The answer is mechanically derived from the idea of functional dependence.
For meaning to exist in one respect, it implies that meaning must exist in another. When this is true, there will be a foreign key restriction from the dependent table (first) to the independent table (last)
Another way to look at this is that a one-to-one relationship is really just a special case of a one to many relationship; only instead of many, you are only allowed one.
in SQL:
CREATE TABLE independent ( id INTEGER PRIMARY KEY ); CREATE TABLE dependent ( independent_id INTEGER UNIQUE NOT NULL FOREIGN KEY REFERENCES independent(id) );
As one for many, many have a foreign key for the one, but to turn many into one, just make it unique . It is usually convenient to express all this, making the foreign key column in the dependent relation the primary key for this relationship:
CREATE TABLE dependent ( independent_id INTEGER PRIMARY KEY FOREIGN KEY REFERENCES independent(id) );
Edit: I noticed that your name is asking a different question than what your body seems to be asking. The above is responsible for the header.
From the point of view of database normalization, it is probably preferable to use several tables, as indicated above, in favor of attributes with a null value. Nulls is a kind of out-of-band way of saying that the value of a particular attribute is somehow “special”, but does not really provide any specific interpretation of what that might mean. Zero manager_id probably means something completely different from null birthdate , although they have the same sign.

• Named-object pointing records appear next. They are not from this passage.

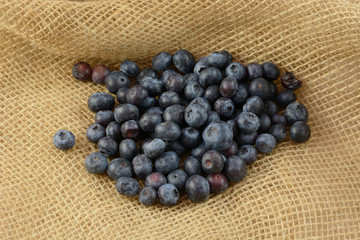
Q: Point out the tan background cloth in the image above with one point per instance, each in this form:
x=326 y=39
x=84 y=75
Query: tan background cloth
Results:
x=300 y=191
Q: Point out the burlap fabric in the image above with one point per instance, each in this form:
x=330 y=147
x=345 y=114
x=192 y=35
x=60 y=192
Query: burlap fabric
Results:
x=300 y=191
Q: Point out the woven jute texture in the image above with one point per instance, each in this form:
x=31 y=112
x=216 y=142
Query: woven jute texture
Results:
x=299 y=191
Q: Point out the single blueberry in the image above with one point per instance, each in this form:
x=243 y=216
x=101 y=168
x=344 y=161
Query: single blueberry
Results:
x=64 y=139
x=108 y=146
x=147 y=196
x=142 y=166
x=162 y=61
x=128 y=149
x=119 y=167
x=100 y=101
x=127 y=186
x=197 y=188
x=235 y=169
x=248 y=153
x=265 y=143
x=300 y=132
x=130 y=68
x=95 y=132
x=116 y=80
x=167 y=162
x=96 y=163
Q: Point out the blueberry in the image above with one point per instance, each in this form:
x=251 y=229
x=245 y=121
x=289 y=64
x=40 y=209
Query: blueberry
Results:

Adding tables is by no means considered bad, from a strictly abstract or academic point; nor add attributes. The choice should always be based on what data you really need for modeling.
However, there are some very real practical reasons for using one or the other. The most obvious reason for performance is associated with the cost of using one or the other. When an optional value is usually used, the extra space used by the foreign key and the corresponding index does not provide itself well. Similarly, if an optional value is rarely used; it is more compact to put these values in a different relation. Having the nullable attribute will consume space in the table, which is almost never used.
Computing, which basically requires actual data, and testing the performance of these (and possibly other) configurations to see which one works best.